# Whats this called?



## JTsteelblu (Oct 13, 2004)

Hi all,
I hope someone knows the name of this little gadget I had when I was a kid. It was a useless little time waster, but fasinated me, and now I want to build one for my Grand Kids...but alas, I don't know what it's called or where to get plans, if they even exist. Here's a discription. It had a wooden base of maybe 3 inches square and and 3/4 inch in depth, with two perpendicular routed dovetail tracks cut into it that held two "tailed" sliding pieces maybe an inch in length that ran back and forth in the tracks. They were connected to a wooden crank that propelled the to tailed pieces. When the crank was turned, the two tailed piece slide back and forth narrowly missing a collision as they passed by one another. It didn't realy do anything but amaze an 8 year old with the narrow miss, and kept him quiet for hours as the car ticked off the miles to our vacation spot. I really can't tell you much more about the gadget, other than it reminds me today of the woodworking gadget that some use to draw an oval on a project, as the "crank" discribes an oval as it moves through a cycle. Let me know if any of you have seen this, what it's name may be, and if you've seen plans or built one yourselves! Thanks for your help guys!
JT


----------



## scotirish10 (Nov 11, 2008)

We called it a "BS" grinder. Never saw plans for one.


----------



## dovetail_65 (Jan 22, 2008)

Here is a picture of one I will get you plans as soon as I can.

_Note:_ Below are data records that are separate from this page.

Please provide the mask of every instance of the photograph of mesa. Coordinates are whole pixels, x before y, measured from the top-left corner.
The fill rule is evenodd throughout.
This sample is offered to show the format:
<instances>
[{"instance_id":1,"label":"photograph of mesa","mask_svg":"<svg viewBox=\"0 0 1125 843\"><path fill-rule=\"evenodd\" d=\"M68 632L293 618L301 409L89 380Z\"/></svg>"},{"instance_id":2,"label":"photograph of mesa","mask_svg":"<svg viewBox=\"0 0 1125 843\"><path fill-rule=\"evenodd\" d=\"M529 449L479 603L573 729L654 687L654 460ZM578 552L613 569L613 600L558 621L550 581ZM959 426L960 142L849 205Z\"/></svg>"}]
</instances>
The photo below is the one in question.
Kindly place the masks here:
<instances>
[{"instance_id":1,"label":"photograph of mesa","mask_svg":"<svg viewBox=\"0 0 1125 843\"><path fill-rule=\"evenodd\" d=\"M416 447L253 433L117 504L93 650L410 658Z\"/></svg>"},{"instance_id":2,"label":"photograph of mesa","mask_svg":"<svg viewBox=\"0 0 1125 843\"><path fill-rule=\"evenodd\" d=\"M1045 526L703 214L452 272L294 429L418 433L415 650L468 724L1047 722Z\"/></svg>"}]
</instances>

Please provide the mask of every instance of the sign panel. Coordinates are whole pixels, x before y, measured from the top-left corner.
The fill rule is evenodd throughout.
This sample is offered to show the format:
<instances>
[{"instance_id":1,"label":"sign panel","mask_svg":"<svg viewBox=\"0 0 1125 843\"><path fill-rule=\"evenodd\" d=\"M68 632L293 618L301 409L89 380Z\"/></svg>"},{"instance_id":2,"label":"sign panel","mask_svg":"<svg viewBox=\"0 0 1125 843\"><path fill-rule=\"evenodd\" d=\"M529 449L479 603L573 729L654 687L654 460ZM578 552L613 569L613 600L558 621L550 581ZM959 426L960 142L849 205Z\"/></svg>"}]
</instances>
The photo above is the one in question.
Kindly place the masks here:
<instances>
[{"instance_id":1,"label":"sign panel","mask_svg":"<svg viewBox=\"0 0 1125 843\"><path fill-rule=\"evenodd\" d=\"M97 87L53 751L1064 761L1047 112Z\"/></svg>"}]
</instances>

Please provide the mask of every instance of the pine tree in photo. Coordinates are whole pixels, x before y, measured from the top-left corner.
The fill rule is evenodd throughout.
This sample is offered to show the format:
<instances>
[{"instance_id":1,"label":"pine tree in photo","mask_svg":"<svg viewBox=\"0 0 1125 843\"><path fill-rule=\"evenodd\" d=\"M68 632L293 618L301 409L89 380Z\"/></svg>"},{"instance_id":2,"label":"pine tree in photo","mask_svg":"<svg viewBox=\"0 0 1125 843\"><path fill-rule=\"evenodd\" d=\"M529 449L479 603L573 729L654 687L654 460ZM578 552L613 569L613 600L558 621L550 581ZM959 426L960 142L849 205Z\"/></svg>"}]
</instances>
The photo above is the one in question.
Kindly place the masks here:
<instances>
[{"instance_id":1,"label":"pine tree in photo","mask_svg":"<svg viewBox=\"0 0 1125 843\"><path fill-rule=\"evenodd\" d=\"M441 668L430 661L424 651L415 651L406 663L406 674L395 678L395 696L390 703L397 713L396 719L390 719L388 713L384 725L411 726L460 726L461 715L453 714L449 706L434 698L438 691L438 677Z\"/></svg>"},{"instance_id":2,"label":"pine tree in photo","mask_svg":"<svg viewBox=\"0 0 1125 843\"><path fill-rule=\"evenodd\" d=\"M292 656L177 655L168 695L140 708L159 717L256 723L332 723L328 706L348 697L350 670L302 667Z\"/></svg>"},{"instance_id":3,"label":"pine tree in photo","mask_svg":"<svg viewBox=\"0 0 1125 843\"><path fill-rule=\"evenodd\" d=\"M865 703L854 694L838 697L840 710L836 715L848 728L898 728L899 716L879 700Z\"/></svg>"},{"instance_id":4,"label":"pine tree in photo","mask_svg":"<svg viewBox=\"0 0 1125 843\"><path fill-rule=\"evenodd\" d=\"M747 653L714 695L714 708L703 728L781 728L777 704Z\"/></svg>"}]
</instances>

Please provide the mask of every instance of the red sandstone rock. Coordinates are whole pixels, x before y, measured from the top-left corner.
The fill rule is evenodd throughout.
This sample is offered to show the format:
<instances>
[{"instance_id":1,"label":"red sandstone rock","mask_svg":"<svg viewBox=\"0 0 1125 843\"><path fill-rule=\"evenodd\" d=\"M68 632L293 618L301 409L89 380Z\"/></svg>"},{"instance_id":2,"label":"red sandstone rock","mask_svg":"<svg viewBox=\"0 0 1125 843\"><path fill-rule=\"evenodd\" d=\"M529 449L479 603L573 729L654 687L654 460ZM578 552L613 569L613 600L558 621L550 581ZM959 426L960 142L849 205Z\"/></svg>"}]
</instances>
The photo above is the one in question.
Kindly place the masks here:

Its in the lower right corner(got the pic off the net).

If Nana still has one I will get it and make some plans. She keeps everything.


Nick


----------



## bobj3 (Jan 17, 2006)

HI JTsteelblu

Is this what it looked like ? , see below
sorry no plans, but it works about the same way the oval jig works. 

http://www.rockler.com/product.cfm?page=17282&filter=oval jig

===


JTsteelblu said:


> Hi all,
> I hope someone knows the name of this little gadget I had when I was a kid. It was a useless little time waster, but fasinated me, and now I want to build one for my Grand Kids...but alas, I don't know what it's called or where to get plans, if they even exist. Here's a discription. It had a wooden base of maybe 3 inches square and and 3/4 inch in depth, with two perpendicular routed dovetail tracks cut into it that held two "tailed" sliding pieces maybe an inch in length that ran back and forth in the tracks. They were connected to a wooden crank that propelled the to tailed pieces. When the crank was turned, the two tailed piece slide back and forth narrowly missing a collision as they passed by one another. It didn't realy do anything but amaze an 8 year old with the narrow miss, and kept him quiet for hours as the car ticked off the miles to our vacation spot. I really can't tell you much more about the gadget, other than it reminds me today of the woodworking gadget that some use to draw an oval on a project, as the "crank" discribes an oval as it moves through a cycle. Let me know if any of you have seen this, what it's name may be, and if you've seen plans or built one yourselves! Thanks for your help guys!
> JT


----------



## JTsteelblu (Oct 13, 2004)

nickao65 said:


> Here is a picture of one I will get you plans as soon as I can.
> 
> Its in the lower right corner(got the pic off the net).
> 
> ...


Yup Nick! That's it! If you can do "a Norm" for me, and get some measurements, I would really be greatful! If you have any idea what it's called I can look on the Net too, but I wouldn't know where to start without a name for it! Thanks Friend...my Grand Kids will love us BOTH for a long time! So will their mothers on those long car trips! Thanks again! JT


----------



## bobj3 (Jan 17, 2006)

HI Carpe Carp

You should not needs plans for this one, just a 3/4" dovetail bit and about 30 mins.to make this one 

====



JTsteelblu said:


> Yup Nick! That's it! If you can do "a Norm" for me, and get some measurements, I would really be greatful! If you have any idea what it's called I can look on the Net too, but I wouldn't know where to start without a name for it! Thanks Friend...my Grand Kids will love us BOTH for a long time! So will their mothers on those long car trips! Thanks again! JT


----------



## Burdell (Jan 17, 2009)

*What's It Called?*



JTsteelblu said:


> Hi all,
> I hope someone knows the name of this little gadget I had when I was a kid. It was a useless little time waster, but fasinated me, and now I want to build one for my Grand Kids...but alas, I don't know what it's called or where to get plans, if they even exist. Here's a discription. It had a wooden base of maybe 3 inches square and and 3/4 inch in depth, with two perpendicular routed dovetail tracks cut into it that held two "tailed" sliding pieces maybe an inch in length that ran back and forth in the tracks. They were connected to a wooden crank that propelled the to tailed pieces. When the crank was turned, the two tailed piece slide back and forth narrowly missing a collision as they passed by one another. It didn't realy do anything but amaze an 8 year old with the narrow miss, and kept him quiet for hours as the car ticked off the miles to our vacation spot. I really can't tell you much more about the gadget, other than it reminds me today of the woodworking gadget that some use to draw an oval on a project, as the "crank" discribes an oval as it moves through a cycle. Let me know if any of you have seen this, what it's name may be, and if you've seen plans or built one yourselves! Thanks for your help guys!
> JT


Carp,

This fun device when used to draw ellipses is called an "elliptical trammel." They have existed for a long time, probably the 1700's.

Burdell


----------



## Burdell (Jan 17, 2009)

Burdell said:


> Carp,
> 
> This fun device when used to draw ellipses is called an "elliptical trammel." They have existed for a long time, probably the 1700's.
> 
> Burdell


I did a little more research. Elliptical trammels have existed at least since the renaissance. I suspect that the idea came from Aristotle or one of the other Greek mathematicians, because the idea is based on geometry.

Burdell


----------